C.E. Edmonson's young adult, historical novel, Fall Down Seven, captures an aspect of World War II history that many Americans are not familiar with, unless they are living on the West Coast, or are of Japanese descent. Edmonson treats this episode in history in a compelling manner that never preaches or lectures. Emiko and her brother are strong main characters, whose mom, Aunt Ellen, and Uncle Ralph help them learn how to cope with the stresses at school. There's also baseball which Charlie loves, and track at which Emiko is a whiz. There's a lot to like about this book. It has a sober side to be sure, but it's also a very enjoyable read.

Lorena Sanqui

In 1941, the Japanese attacked Pearl Harbor; this incident changed the lives of many Americans. But the Arrington family experienced more change than any other Americans because they were Japanese-Americans. To avoid being thrown into Japanese internment camps, Emiko, along with her brother and mother, traveled to Gardner, Connecticut to their Aunt Ellen’s house. While Lieutenant Commander Charles Arrington was off to the war to fight for his country’s freedom, his family was also fighting a war of their own. Emiko and the Whizz were taunted and shunned because of their ancestry. The church, where they thought they would get refuge, was one of the institutions that made their lives a little harder. But this family kept their heads high and asserted their rights as Americans. Fall Down Seven by C.E. Edmonson is a testament that if you fall down seven times, you get up eight.

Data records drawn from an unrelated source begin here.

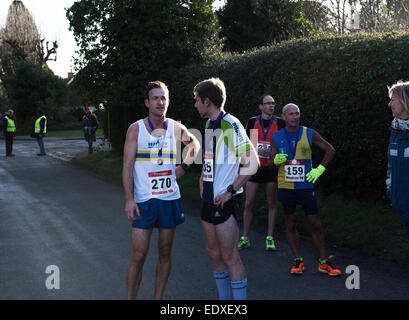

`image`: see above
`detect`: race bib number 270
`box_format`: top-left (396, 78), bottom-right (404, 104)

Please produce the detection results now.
top-left (148, 170), bottom-right (175, 197)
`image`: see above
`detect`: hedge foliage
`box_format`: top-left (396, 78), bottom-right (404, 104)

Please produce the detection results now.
top-left (161, 33), bottom-right (409, 201)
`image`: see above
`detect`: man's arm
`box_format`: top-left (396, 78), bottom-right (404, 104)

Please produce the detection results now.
top-left (312, 131), bottom-right (335, 168)
top-left (122, 122), bottom-right (140, 220)
top-left (175, 121), bottom-right (200, 179)
top-left (305, 131), bottom-right (335, 183)
top-left (214, 143), bottom-right (260, 209)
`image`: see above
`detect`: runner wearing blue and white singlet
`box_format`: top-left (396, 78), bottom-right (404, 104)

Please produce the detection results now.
top-left (122, 81), bottom-right (200, 299)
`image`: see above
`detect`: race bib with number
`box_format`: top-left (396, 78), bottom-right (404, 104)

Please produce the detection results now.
top-left (284, 160), bottom-right (305, 182)
top-left (203, 153), bottom-right (214, 182)
top-left (148, 170), bottom-right (175, 197)
top-left (257, 141), bottom-right (271, 159)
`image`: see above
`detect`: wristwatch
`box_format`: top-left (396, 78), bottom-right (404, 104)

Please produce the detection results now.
top-left (180, 162), bottom-right (190, 172)
top-left (227, 184), bottom-right (237, 194)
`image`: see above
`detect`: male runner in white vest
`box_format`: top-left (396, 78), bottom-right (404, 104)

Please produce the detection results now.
top-left (122, 81), bottom-right (200, 300)
top-left (193, 78), bottom-right (260, 300)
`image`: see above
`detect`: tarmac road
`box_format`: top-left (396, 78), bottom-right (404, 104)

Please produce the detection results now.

I think I have a new favorite book. This book is wonderful. I know that wars are inevitable, especially when standing up for something that you really believe in, like freedom and independence. I haven’t lived first hand in a place where there is war going on, but Fall Down Seven gave me a clear picture of what war really brings, not only to the soldiers but also to their families and their community. This book is fictional but I can’t feel but be proud of Emiko, the Whizz and the rest of their family, as if they were real and I was a part of their lives. They were helpless but they showed the world that they were not weak. I loved C.E. Edmonson’s writing and I love this book.

Kathryn Bennett

Fall Down Seven by C. E. Edmonson starts on a perfect Sunday morning in Hawaii December 7th 1941 a day that everyone remembers. On that day Emiko Arrington who is 13 years old is looking through a window at the cloud of smoke that is coming up from Pearl Harbor the dark cloud that is black then gray and black again before going out to sea. The planes that pour down the valley before turning into the harbor, bombs falling and causing the hell on earth that became that day. It only took hours for Emiko and her family to no longer be Japanese-Americans, suddenly they were only see as "the enemy."

C. E. Edmonson has created a rich and fulfilling book with the story of Emiko and her family. Pearl Harbor will always evoke a strong reaction and Edmonson has done a beautiful job of honoring those feelings in the context of a compelling story. I enjoyed this rare viewpoint and consequently the story touched me in many ways. I genuinely felt for Emilo and her family, and it also made me think back to the stories my Great Grandmother told me about World War II, that it brought out the best and worst in people. Reading stories like this which are so elegantly done will help us remember the entirety of Pearl Harbor.